2) Install the RPC service and check
Rpm-aq nfs-utils Portmap Rpcbind
Yum groupinstall "NFS file Server"-y
Rpm-aq nfs-utils Portmap Rpcbind

3) Start the RPC service and check
/etc/init.d/rpcbind start
/etc/init.d/rpcbind status

4) Set boot up and check
Chkconfig Rpcbind on
Chkconfig--list Rpcbind

5) Check if NFS on the server is OK
SHOWMOUNT-E 100.1.1.111
Troubleshoot problems
Ping 100.1.1.111
Telnet 100.1.1.111 111

6) Mount and test
Mount-t NFS 100.1.1.111:/data/mnt
Cd/mnt
Ls-l
Touch Test.log
Ls-l

7) Set up auto mount on boot
echo "Mount-t NFS 100.1.1.111:/data/mnt" >>/etc/rc.local

Error Resolution:
1) [[email protected] data]# rpcinfo-p localhost
Rpcinfo:can ' t contact portmapper:RPC:Remote system Error-connection

Refused
FIX: The RPC service does not start/etc/init.d/rpcbind start

2) [[email protected] mnt]# showmount-e 100.1.1.111
Clnt_create:RPC:Port mapper failure-unable to Receive:errno 113 (No

Route to host)
[Email protected] mnt]#
Workaround: Server firewall on block 111, turn off server Firewall service iptables stop

NFS configuration process and basic configuration summary

Contact Us

The content source of this page is from Internet, which doesn't represent Alibaba Cloud's opinion; products and services mentioned on that page don't have any relationship with Alibaba Cloud. If the content of the page makes you feel confusing, please write us an email, we will handle the problem within 5 days after receiving your email.
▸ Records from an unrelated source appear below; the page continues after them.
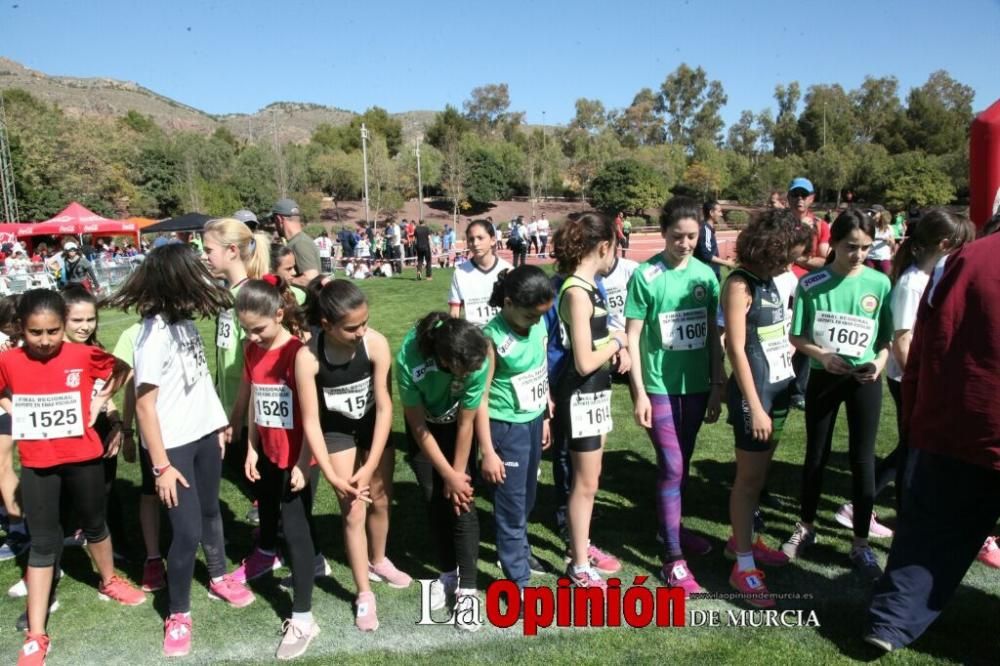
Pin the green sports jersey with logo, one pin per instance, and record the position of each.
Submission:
(849, 316)
(519, 392)
(229, 339)
(423, 384)
(675, 305)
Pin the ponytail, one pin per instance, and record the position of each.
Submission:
(526, 286)
(456, 344)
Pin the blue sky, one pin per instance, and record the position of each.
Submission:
(229, 56)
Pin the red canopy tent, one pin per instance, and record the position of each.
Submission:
(76, 220)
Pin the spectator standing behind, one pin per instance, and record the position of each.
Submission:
(543, 234)
(531, 230)
(620, 231)
(325, 247)
(348, 242)
(77, 270)
(951, 418)
(707, 249)
(880, 257)
(801, 195)
(422, 243)
(287, 218)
If you find any instances of plagiarism from the community, please send an email to: info-contact@alibabacloud.com and provide relevant evidence. A staff member will contact you within 5 working days.
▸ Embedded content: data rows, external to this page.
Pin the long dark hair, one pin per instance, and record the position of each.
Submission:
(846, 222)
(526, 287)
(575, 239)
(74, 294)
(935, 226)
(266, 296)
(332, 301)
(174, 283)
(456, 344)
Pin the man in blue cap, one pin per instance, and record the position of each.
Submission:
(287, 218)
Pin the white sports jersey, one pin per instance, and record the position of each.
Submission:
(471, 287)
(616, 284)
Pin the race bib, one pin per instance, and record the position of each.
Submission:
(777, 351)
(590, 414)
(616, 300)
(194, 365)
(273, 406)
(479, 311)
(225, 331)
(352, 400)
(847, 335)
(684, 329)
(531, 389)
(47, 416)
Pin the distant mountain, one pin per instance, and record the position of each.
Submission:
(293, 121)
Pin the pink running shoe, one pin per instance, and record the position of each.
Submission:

A Free Trial That Lets You Build Big!

Start building with 50+ products and up to 12 months usage for Elastic Compute Service

  • Sales Support

    1 on 1 presale consultation

  • After-Sales Support

    24/7 Technical Support 6 Free Tickets per Quarter Faster Response

  • Alibaba Cloud offers highly flexible support services tailored to meet your exact needs.